It seems to me that sufficient continuity exists with regard to the substance of the Sacrament that we ought not throw off centuries of practice so easily. I dare say that children in an agrarian society probably grew up faster than our own and it is not a small thing that Christ Himself did not attend the "supper" until he was 12.


----------



## wsw201 (Sep 21, 2007)

SemperFideles said:


> This is not intended to start any snowball fights but one of the things I do to defend the distinct character of the Lord's Supper and Baptism when discussing with Baptists is that the former is a Covenant Renewal ceremony for discerning disciples. I point out that the Law required only the Jewish _men_ to go up to the Tabernacle during the Passover to celebrate it.
> 
> When you read Edersheim on the practice, it was Jewish practice that a boy attended his first Passover at age 12 - hence Jesus seems to have submitted to the same pattern.
> 
> ...



Allowing children under the age of 12 to become communing members is a rather recent phenomenon in Reformed Churches. Prior to the 1970's it would be rare to have a 6-7-8 year old becoming a communing member if you saw it at all. 12 was it and that was after you went through a communicants class.

Though peadocommunion is not allowed in the PCA or OPC, "covenant" communion is now the new "buzz" word to get around calling it peadocommunion. 

One thing that I find disturbing about having very young children becoming communing members is that parents as well as Session seem to forget that the child will also be entering into a Covenant with Christ's Church. The child will be required to make vows with God Almighty as the child's witness. Can a 6-7-8 year old really "pay his vows"? All parents and Sessions should read and re-read the chapter on Oaths and Vows in the WCF before considering putting their child in that position.


----------



## VictorBravo (Sep 21, 2007)

SemperFideles said:


> It seems to me that sufficient continuity exists with regard to the substance of the Sacrament that we ought not throw off centuries of practice so easily. I dare say that children in an agrarian society probably grew up faster than our own and it is not a small thing that Christ Himself did not attend the "supper" until he was 12.

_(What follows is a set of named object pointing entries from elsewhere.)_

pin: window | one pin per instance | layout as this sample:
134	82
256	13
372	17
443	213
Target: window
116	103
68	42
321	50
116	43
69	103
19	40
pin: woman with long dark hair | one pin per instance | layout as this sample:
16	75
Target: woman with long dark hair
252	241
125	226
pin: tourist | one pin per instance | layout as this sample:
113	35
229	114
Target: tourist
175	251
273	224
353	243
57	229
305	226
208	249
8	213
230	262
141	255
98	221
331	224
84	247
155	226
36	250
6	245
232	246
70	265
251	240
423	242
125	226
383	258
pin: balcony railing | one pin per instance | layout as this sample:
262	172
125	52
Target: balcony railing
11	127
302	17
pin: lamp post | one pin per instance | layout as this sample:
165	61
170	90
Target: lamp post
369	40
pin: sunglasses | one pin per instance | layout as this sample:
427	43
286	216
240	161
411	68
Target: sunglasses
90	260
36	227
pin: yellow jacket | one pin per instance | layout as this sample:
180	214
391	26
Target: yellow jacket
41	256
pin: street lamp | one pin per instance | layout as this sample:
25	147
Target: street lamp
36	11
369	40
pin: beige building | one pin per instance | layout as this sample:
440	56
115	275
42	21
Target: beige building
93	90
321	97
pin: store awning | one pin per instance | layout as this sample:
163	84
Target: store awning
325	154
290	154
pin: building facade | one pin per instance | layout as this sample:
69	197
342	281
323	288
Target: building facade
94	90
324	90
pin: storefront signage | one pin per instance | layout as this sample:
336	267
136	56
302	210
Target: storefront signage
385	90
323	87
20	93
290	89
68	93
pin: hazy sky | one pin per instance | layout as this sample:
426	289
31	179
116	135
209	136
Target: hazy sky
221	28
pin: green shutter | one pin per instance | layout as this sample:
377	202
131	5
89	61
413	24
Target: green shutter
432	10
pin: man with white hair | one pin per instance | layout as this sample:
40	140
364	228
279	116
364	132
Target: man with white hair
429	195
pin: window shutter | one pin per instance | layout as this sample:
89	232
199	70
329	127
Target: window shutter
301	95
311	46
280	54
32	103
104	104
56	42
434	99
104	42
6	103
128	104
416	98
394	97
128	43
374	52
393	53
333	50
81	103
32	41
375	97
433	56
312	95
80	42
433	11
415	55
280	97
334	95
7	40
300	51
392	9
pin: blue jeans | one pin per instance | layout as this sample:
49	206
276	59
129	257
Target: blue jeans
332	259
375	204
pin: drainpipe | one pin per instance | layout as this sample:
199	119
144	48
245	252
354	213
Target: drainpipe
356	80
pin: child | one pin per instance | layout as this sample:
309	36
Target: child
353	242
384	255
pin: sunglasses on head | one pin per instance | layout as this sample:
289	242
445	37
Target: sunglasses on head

Especially considering that at 12, Jesus was interacting with elders as equals and even as a teacher.


----------



## jbergsing (Sep 21, 2007)

I didn't realize that the PCA had an official stance on the matter. I wish I would have known this before my kid started showing interest in it. To him, it's a matter of feeling left out. Obviously this isn't a valid reason to allow him to partake. Now to figure out how to deal with him.


----------



## wsw201 (Sep 21, 2007)

jbergsing said:


> I didn't realize that the PCA had an official stance on the matter. I wish I would have known this before my kid started showing interest in it. To him, it's a matter of feeling left out. Obviously this isn't a valid reason to allow him to partake. Now to figure out how to deal with him.



John,

Out of curiousity, do you think your child is ready to enter into Covenant with Christ's Church and is able to fulfill the membership vows as a communing member?


----------



## jbergsing (Sep 21, 2007)

wsw201 said:


> jbergsing said:
> 
> 
> > I didn't realize that the PCA had an official stance on the matter. I wish I would have known this before my kid started showing interest in it. To him, it's a matter of feeling left out. Obviously this isn't a valid reason to allow him to partake. Now to figure out how to deal with him.
> ...


Not yet, no. Honestly, right now he's more interested in drawing pictures during the sermons than listening (no children's church for his age during the service).


----------



## raderag (Sep 21, 2007)

Many PCA Churches practice the idea of "age appropriate" profession of faith, which means communion is given to many as young as 3.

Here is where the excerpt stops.